Se empieza a ver meridianamente claro que el Q-Man canterista amante de los jóvenes jugadores ya es más una leyenda que una realidad. Cuando falta alguno de los tres fijos del centro del campo (Busquets-DeJong-Pedri), entra Sergi Tormento. Se intuye que incluso entrará Pjanic si acaba quedándose. Todo antes que dar una titularidad a Riqui ENP, Collado o Gavi. Y si falta Jordi Alba se cambiará a Dest de banda antes de apostar por Balde. Neto antes que Peña no hace falta imaginarlo, es un hecho. La marcha de Leo ha magureguizado aún más a un Ronald que se agarra a sus titulares sospechosos habituales, a quienes arrastrará al fondo del abismo si él cae.

El tempranero gol de Roberto a pase de Alba sería una buena y esperanzadora noticia si no fuera porque no estamos en la temporada 2011/2012 sino en la 2021/2022. Porque llamar canteranos a dos treintañeros suena a autoengaño. El gol ni dio ni serenidad ni calma a los locales porque en cuanto el Getafe despertó del golpe se valió de dos ex jugadores de La Masía para empatar el partido. Acaso para castigar la falta de canteranos en su rival, Aleñá asistió a Sandro, quien no dejó de cumplir esa bonita tradición que ya iniciaron décadas atrás leyendas como Mark Hughes o Julio Salinas: salir por la puerta de atrás del club para volver y marcarle. Los pitos hacia el canario solo se entienden si eran motivados por su nombre: silbidos indirectos para Rosell.

O porque el público estaba simplemente con ganas acumuladas de silbar tras más de un año esperando a hacerlo. Todos los vicios y males del Barça reflejados en ese gol eran un buen disparador para hacerlo. El principal destinatario, un clásico: el Hombre Gris. Ya se puede decir que es como Dios (jamás como D10S): supuestamente está en todos lados pero NUNCA aparece. Su mejor aporte llegó al término del partido cuando subió una foto a Instagram con la leyenda: «3 puntos más. Grande equipo!». Ni para esto ya muestra algo de creatividad el francés.

Tampoco se libró de los pitos el recién llegado y debutante Emerson Flan Royal. El brasileño fue un manojo de nervios durante todo el partido pese a seguir a rajatabla las indicaciones de su entrenador: “Hay que hacer faltas”. Su actuación al menos permitió pensar que Dest no es tan mala opción. Que Dani Alves (40 años) sea convocado por Brasil como lateral derecho titular por delante de él, ya era significativo para NO ficharlo. Que ningún fichaje procedente del Betis haya cuajado jamás (Cuéllar, Alfonso y Junior Firpo lo confirman) tampoco es un dato menor. Las normas para cuidar de los Gremlins eran tres y muy sencillas. Tanto como las que se necesitan para ser secretario técnico del Barça: no fichar a nadie del Arsenal. No fichar a nadie del Atleti. No fichar a nadie del Betis. No es tan difícil.

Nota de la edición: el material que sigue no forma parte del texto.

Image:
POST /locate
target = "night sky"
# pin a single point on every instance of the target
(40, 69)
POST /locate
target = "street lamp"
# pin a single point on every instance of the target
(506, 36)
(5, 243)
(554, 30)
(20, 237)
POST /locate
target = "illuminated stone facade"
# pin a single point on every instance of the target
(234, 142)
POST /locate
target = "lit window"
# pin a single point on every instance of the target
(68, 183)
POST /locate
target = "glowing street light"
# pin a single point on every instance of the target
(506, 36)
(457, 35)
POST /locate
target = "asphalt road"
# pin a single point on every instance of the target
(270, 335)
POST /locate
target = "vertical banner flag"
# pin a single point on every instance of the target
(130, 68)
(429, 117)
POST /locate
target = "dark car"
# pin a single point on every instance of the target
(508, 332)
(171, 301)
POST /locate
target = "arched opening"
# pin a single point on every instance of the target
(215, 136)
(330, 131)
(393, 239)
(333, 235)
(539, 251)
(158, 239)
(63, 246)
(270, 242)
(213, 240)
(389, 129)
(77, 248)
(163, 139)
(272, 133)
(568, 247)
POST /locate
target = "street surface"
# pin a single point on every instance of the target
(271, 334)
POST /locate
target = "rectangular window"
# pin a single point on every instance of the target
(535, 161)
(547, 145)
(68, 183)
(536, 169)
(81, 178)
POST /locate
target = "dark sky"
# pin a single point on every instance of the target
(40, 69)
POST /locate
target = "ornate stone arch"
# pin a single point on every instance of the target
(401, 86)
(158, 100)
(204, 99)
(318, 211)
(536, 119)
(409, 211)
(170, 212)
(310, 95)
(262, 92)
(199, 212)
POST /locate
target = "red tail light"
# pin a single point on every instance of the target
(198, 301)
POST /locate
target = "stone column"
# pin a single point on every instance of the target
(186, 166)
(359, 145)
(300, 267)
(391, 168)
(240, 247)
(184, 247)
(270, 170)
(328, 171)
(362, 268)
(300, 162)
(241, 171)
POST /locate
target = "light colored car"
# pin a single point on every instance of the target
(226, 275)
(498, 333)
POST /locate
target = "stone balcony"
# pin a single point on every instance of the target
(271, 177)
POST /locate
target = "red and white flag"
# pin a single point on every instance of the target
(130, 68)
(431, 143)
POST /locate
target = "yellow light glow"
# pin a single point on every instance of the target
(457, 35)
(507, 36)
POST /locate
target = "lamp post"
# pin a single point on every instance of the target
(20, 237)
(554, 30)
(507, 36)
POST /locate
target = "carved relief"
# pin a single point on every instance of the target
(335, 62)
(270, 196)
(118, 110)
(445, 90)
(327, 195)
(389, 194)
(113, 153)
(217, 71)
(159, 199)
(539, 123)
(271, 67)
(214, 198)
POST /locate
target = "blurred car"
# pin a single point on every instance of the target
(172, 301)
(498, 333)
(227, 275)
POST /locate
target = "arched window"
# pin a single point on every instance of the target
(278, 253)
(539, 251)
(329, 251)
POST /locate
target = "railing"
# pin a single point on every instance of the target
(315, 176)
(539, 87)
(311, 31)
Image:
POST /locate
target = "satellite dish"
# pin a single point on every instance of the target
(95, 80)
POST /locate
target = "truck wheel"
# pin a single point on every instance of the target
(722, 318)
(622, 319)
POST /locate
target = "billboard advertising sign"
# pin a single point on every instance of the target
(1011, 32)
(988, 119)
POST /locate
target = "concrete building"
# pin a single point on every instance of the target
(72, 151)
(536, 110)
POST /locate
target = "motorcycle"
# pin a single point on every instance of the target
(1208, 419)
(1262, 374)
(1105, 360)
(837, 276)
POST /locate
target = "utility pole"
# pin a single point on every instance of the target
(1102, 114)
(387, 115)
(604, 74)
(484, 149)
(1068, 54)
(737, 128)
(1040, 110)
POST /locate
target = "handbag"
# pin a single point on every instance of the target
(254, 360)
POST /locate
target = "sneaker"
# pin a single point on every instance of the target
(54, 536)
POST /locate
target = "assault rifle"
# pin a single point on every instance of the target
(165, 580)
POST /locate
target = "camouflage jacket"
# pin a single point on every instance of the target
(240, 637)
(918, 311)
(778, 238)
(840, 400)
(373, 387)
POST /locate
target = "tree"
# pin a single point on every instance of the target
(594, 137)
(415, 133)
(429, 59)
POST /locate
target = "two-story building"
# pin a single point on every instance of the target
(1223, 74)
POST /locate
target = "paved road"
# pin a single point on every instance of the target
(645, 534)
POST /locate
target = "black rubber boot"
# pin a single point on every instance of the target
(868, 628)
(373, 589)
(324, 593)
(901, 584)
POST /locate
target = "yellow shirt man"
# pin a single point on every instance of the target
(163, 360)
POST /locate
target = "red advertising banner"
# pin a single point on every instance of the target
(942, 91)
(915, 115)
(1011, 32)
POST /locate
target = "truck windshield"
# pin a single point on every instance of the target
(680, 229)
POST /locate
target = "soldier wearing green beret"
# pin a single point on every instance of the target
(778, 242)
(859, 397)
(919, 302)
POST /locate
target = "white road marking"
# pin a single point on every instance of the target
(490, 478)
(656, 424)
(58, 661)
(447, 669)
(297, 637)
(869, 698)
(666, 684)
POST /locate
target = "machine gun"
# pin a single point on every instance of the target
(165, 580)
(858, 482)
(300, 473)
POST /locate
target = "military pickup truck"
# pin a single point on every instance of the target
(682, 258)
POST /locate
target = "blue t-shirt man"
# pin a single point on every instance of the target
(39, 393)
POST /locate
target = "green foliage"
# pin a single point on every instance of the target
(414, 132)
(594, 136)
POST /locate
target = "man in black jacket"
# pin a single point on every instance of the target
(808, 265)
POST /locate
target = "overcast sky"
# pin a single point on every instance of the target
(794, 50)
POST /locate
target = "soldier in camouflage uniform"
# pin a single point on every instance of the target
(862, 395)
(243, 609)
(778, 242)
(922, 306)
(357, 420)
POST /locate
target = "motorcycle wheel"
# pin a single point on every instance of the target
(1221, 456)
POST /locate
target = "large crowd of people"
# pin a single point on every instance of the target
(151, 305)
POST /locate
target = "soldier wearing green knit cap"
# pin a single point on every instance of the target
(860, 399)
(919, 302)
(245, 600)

Antes de que el nerviosismo se apoderase de la grada (lo hará en cuestión de semanas, tampoco hay problema) Memphis-Tenessee siguió a lo suyo: demostrar que está muy por encima de unos compañeros de ataque cuyo déficit de calidad no se veía desde el tridente Alfonso-Saviola-Dani Lara. En realidad, es extensible al resto del equipo que hace tiempo que se ha convertido en una suerte de sucursal futbolera del Vaticano: idolatrando aún a iconos muertos y reliquias. Desde la cadera incorrupta de Sergio Busquets a algún trozo de la extinta cabellera de Sant Jordi (Alba).

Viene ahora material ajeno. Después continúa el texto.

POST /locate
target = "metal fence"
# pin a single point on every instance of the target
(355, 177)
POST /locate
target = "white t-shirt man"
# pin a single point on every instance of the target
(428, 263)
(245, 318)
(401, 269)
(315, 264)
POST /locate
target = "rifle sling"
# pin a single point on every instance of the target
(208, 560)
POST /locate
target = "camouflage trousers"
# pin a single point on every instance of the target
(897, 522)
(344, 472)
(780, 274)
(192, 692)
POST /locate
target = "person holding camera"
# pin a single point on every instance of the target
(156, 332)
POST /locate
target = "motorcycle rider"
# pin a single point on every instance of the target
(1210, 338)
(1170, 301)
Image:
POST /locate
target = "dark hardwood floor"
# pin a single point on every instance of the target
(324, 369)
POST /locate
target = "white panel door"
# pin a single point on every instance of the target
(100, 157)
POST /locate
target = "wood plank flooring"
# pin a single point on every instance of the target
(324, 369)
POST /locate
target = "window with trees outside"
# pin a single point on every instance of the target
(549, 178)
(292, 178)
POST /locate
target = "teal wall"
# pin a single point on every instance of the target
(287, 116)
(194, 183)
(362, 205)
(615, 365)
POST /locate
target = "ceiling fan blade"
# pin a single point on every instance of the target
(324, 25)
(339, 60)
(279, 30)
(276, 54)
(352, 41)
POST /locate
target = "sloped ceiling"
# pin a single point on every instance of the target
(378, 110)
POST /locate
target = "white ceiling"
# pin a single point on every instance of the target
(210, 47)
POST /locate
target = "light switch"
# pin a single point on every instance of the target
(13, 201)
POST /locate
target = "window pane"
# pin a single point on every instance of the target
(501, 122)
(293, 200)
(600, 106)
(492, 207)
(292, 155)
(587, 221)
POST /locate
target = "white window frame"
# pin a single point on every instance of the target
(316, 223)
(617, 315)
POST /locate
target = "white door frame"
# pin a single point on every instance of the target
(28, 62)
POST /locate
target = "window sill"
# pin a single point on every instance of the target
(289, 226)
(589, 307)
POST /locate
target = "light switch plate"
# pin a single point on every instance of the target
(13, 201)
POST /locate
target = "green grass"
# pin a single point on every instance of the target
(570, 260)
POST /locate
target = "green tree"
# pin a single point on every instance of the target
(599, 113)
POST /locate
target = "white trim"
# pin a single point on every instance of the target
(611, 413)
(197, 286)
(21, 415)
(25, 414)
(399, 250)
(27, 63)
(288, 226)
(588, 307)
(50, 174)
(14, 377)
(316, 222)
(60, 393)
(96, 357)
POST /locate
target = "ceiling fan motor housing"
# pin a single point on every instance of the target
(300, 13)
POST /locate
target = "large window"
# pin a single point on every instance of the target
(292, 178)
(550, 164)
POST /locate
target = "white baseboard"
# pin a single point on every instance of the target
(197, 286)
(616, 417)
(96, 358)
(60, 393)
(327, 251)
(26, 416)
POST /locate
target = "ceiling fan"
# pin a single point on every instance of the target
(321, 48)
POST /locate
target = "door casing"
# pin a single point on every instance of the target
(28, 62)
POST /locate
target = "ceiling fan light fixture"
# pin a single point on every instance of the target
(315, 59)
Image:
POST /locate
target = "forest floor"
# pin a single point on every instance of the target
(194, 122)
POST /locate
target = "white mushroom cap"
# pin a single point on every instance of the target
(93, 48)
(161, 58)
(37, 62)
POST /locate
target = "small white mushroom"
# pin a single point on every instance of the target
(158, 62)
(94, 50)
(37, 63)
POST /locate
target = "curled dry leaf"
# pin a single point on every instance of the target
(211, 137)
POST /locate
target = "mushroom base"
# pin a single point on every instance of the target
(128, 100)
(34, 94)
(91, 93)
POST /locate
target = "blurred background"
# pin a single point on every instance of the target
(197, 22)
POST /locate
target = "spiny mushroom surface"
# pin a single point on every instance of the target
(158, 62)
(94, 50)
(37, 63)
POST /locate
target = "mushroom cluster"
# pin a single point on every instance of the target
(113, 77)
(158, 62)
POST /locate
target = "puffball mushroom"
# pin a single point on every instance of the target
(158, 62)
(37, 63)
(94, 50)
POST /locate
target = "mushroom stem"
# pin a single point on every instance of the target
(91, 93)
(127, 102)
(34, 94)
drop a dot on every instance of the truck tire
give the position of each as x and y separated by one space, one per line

Sin embargo, lo peor aún estaba por llegar: el portero del Getafe no iba a aparecer en toda la segunda parte mientras las ocasiones azulonas se sucedían. El porcentaje de acierto de la misma delantera titular del Valladolid de hace dos temporadas es digno de un equipo que aún estando en agosto ya huele a Segunda. A eso se agarró el Barça para llevarse los tres puntos porque su partido estaba siendo tan malo que incluso a alguno en la grada se ilusionaba con la posibilidad de ver el retorno de Chutinho. Así de fácil es ilusionar al aficionado de a pie. Y es que si el Barça pudiera vender las toneladas de aburrimiento que genera su juego compensaba su déficit en apenas unos meses. La buena noticia para el culé es que no volverá a ver su Barça hasta dentro de 15 días. La mala es que será frente al Bayern.